May 15, 2024 at 04:24AM
In May 2024, Microsoft’s Patch Tuesday updates addressed 61 security flaws, including two zero-days actively exploited. A Critical flaw in the Windows MSHTML Platform and an Important one in the Desktop Window Manager were exploited in attacks. The vulnerabilities require urgent fixes to prevent widespread exploitation. Other vendors have also released security updates.
Key takeaways from the meeting notes:
– Microsoft has addressed a total of 61 new security flaws in its software as part of its Patch Tuesday updates for May 2024, including two zero-days that have been actively exploited.
– Of the 61 flaws, one is rated Critical, 59 are rated Important, and one is rated Moderate in severity.
– Two zero-day vulnerabilities that have been actively exploited are:
– CVE-2024-30040 (CVSS score: 8.8) – Windows MSHTML Platform Security Feature Bypass Vulnerability
– CVE-2024-30051 (CVSS score: 7.8) – Windows Desktop Window Manager (DWM) Core Library Elevation of Privilege Vulnerability
– The U.S. Cybersecurity and Infrastructure Security Agency (CISA) has added these vulnerabilities to its Known Exploited Vulnerabilities (KEV) catalog, requiring federal agencies to apply the latest fixes by June 4, 2024.

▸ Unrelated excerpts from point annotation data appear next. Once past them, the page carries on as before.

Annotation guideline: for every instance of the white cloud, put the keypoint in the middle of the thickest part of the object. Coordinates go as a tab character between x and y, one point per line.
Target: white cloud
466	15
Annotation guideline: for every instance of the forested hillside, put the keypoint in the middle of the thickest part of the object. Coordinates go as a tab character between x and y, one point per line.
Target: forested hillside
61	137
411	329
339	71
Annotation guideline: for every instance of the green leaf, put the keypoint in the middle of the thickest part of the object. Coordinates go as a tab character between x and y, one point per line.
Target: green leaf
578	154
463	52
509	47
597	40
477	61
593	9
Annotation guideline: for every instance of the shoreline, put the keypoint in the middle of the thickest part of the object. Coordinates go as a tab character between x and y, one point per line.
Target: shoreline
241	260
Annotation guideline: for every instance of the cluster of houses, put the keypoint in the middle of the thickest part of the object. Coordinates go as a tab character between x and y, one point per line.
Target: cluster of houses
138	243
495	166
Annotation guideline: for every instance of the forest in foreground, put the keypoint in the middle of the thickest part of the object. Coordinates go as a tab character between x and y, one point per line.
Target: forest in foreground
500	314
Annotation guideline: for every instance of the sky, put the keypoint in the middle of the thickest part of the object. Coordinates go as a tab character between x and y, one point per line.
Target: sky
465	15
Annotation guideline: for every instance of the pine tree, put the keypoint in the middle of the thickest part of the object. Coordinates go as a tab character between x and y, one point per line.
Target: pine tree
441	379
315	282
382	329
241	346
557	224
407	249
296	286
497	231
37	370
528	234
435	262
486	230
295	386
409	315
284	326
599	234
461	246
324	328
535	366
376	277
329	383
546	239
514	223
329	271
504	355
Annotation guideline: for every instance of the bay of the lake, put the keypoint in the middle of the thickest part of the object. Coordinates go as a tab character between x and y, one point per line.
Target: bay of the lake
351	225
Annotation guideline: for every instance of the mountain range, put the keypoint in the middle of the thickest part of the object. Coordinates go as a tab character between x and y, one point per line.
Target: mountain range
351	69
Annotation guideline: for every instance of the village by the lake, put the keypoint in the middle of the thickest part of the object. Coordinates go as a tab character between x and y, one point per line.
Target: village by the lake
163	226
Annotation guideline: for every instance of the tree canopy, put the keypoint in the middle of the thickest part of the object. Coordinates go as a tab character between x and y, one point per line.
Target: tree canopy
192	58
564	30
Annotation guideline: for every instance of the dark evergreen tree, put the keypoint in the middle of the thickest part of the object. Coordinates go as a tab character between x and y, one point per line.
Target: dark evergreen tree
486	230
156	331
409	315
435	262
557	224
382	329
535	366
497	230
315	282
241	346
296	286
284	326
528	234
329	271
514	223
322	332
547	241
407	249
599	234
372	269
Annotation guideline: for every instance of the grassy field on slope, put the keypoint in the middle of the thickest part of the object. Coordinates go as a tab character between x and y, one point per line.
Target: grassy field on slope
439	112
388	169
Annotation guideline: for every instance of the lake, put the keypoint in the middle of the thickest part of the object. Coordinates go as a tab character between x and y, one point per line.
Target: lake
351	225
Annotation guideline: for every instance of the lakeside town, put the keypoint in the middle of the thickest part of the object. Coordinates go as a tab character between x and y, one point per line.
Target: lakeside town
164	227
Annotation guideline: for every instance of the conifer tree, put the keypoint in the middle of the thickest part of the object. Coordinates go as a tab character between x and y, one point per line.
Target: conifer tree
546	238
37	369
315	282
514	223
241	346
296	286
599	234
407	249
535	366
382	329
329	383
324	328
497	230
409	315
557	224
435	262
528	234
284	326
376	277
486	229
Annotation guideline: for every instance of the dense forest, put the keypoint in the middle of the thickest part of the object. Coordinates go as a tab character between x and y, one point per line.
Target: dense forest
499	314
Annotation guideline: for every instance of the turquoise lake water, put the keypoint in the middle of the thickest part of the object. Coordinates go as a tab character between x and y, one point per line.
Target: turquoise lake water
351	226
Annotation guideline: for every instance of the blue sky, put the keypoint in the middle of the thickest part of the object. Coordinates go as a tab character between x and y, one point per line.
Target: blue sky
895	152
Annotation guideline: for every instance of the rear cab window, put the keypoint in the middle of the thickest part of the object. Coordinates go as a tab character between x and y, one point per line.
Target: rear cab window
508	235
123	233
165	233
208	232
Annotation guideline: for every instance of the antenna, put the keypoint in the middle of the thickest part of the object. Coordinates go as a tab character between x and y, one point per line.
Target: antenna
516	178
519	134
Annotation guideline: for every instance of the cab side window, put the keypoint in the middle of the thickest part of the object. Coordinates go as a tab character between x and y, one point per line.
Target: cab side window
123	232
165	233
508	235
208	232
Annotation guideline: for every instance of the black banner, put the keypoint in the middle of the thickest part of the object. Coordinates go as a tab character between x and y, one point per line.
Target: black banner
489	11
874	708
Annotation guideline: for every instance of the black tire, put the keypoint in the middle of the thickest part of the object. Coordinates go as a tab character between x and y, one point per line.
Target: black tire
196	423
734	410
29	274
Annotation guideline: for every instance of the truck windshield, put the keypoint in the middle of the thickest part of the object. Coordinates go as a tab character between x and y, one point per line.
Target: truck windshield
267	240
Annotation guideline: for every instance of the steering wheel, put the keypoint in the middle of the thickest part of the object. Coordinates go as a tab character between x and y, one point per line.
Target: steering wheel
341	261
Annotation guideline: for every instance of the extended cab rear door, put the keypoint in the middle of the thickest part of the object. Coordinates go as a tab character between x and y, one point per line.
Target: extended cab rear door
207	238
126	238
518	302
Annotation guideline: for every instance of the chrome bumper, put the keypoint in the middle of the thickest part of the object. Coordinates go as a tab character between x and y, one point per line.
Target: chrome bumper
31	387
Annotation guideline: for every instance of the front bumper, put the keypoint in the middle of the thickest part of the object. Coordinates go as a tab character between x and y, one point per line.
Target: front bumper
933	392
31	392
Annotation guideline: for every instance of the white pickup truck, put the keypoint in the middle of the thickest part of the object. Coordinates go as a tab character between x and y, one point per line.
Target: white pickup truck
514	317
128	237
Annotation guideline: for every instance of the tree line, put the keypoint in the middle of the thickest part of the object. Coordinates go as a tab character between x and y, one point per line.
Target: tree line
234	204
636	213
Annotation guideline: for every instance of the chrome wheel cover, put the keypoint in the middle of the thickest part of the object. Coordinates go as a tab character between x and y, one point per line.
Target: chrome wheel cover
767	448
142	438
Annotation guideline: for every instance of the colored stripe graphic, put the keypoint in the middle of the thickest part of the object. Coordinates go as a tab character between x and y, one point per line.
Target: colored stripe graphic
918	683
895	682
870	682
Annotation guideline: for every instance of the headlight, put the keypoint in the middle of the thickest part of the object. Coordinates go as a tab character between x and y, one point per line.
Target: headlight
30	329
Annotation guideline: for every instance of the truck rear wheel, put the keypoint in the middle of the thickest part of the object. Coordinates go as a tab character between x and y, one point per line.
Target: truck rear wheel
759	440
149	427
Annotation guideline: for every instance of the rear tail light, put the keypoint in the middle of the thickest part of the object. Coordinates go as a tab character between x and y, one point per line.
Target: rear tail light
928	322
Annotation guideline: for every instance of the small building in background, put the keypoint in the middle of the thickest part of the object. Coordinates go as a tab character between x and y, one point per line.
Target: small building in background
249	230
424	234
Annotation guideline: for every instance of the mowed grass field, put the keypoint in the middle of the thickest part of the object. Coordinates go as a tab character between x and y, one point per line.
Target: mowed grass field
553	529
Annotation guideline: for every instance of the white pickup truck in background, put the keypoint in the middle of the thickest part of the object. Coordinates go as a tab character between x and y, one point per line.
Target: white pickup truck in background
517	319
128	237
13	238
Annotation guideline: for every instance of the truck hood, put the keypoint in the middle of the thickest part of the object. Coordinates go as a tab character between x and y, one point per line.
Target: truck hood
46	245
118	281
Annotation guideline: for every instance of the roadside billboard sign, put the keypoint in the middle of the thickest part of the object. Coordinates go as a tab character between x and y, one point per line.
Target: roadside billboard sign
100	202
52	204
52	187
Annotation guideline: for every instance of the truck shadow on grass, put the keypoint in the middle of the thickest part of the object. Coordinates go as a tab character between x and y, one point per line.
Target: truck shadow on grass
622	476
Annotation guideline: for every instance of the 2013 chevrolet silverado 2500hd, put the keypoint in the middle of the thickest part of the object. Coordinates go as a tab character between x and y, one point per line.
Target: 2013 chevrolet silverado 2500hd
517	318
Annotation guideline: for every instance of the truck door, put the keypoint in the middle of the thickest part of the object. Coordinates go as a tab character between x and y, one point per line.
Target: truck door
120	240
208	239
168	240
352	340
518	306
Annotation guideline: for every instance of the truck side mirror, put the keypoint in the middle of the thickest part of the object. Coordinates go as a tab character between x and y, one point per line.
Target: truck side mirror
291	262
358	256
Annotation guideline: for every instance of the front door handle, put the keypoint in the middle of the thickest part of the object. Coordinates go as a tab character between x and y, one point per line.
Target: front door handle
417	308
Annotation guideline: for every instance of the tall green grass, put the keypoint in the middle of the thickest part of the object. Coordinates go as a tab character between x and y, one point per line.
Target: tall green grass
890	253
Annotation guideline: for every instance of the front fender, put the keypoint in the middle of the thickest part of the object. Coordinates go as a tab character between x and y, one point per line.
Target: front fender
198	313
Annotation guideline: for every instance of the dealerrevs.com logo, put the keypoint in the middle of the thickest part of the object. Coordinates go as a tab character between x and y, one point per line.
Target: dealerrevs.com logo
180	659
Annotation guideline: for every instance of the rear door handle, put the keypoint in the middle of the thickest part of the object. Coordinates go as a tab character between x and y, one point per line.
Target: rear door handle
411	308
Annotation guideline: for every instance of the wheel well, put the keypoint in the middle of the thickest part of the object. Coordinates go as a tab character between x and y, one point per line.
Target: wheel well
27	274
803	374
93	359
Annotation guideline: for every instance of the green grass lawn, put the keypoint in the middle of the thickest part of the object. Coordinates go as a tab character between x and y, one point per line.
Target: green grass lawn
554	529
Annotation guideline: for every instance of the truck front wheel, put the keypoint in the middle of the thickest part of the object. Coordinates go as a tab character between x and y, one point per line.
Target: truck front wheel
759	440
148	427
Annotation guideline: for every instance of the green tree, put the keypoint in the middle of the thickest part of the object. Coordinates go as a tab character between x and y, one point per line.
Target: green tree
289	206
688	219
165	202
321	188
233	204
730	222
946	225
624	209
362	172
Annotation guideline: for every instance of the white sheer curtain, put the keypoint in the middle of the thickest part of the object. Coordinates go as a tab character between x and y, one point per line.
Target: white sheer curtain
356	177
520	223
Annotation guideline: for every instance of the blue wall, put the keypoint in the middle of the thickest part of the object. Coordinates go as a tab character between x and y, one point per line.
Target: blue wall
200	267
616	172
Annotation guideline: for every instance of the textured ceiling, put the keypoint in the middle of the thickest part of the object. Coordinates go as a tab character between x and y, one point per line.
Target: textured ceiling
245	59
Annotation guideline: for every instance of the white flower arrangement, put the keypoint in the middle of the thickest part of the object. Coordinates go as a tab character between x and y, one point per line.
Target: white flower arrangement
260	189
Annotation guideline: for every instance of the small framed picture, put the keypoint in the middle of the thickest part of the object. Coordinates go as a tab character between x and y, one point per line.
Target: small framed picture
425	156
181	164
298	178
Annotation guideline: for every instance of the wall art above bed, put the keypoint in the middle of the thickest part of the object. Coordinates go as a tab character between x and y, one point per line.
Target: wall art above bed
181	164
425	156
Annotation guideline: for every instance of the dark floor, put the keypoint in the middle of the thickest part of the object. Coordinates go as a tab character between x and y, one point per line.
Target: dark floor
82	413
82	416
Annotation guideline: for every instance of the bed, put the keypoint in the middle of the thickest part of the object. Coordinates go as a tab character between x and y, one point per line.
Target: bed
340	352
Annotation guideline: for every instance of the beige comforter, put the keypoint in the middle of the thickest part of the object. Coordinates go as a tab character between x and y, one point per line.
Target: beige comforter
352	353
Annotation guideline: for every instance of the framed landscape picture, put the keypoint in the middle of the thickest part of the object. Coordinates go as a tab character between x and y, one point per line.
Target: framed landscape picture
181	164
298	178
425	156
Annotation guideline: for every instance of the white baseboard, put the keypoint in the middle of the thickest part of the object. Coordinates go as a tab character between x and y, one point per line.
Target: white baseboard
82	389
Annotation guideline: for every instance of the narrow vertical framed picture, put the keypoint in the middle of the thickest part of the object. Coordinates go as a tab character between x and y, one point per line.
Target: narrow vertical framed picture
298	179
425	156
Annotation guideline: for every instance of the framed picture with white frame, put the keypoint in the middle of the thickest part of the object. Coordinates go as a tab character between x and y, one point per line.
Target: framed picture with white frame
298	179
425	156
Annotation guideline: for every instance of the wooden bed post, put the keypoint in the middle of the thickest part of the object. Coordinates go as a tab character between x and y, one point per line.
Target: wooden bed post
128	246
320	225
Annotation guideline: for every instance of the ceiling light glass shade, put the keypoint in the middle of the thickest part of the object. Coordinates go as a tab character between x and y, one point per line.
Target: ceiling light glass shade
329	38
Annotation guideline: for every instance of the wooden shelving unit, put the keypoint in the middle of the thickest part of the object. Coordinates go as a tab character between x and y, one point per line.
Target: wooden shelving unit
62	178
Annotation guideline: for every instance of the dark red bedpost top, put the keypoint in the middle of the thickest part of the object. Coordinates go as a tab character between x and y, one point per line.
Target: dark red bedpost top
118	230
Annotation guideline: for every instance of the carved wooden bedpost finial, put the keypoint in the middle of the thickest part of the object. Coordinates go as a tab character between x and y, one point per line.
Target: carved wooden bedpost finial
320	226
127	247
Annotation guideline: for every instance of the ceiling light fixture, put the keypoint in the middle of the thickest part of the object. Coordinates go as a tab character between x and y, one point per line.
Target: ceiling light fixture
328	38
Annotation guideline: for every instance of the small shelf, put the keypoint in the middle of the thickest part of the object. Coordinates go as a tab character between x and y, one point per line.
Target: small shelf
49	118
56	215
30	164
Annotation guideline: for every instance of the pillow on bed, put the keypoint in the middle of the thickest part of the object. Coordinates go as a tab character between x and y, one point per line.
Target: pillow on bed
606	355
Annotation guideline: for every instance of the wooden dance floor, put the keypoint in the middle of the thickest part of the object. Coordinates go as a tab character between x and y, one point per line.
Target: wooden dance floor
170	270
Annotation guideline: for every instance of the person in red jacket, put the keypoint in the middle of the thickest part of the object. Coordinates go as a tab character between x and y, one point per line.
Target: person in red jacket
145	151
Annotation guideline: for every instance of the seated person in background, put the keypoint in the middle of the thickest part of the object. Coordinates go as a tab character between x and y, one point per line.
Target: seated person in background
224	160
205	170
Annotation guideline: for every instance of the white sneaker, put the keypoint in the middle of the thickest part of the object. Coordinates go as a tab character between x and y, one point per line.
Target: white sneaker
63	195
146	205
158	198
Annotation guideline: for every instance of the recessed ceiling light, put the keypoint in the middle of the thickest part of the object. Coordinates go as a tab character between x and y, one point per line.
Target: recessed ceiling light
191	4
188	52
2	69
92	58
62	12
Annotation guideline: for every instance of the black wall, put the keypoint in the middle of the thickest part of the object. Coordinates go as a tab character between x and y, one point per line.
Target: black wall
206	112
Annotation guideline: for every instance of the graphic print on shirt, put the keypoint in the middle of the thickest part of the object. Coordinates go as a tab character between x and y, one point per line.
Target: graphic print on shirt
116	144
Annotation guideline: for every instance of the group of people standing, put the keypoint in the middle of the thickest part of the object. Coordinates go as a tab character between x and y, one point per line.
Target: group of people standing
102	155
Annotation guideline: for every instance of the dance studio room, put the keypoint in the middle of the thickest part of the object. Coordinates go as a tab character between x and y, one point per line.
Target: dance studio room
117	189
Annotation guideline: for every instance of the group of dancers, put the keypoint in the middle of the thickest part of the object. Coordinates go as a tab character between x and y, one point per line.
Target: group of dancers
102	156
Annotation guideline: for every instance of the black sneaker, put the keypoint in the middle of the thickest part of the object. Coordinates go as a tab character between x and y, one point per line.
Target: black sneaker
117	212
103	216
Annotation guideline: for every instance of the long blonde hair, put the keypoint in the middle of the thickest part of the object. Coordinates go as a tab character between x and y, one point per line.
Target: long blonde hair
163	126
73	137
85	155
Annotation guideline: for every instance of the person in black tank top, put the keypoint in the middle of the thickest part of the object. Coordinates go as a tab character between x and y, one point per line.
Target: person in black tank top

– Microsoft has also resolved several other vulnerabilities, including remote code execution bugs and privilege escalation flaws in various Windows components.
– Akamai has outlined a new privilege escalation technique affecting Active Directory (AD) environments that takes advantage of the DHCP administrators group.
– Security updates have also been released by other vendors over the past few weeks to rectify several vulnerabilities.
Let me know if you need any further clarification or additional information.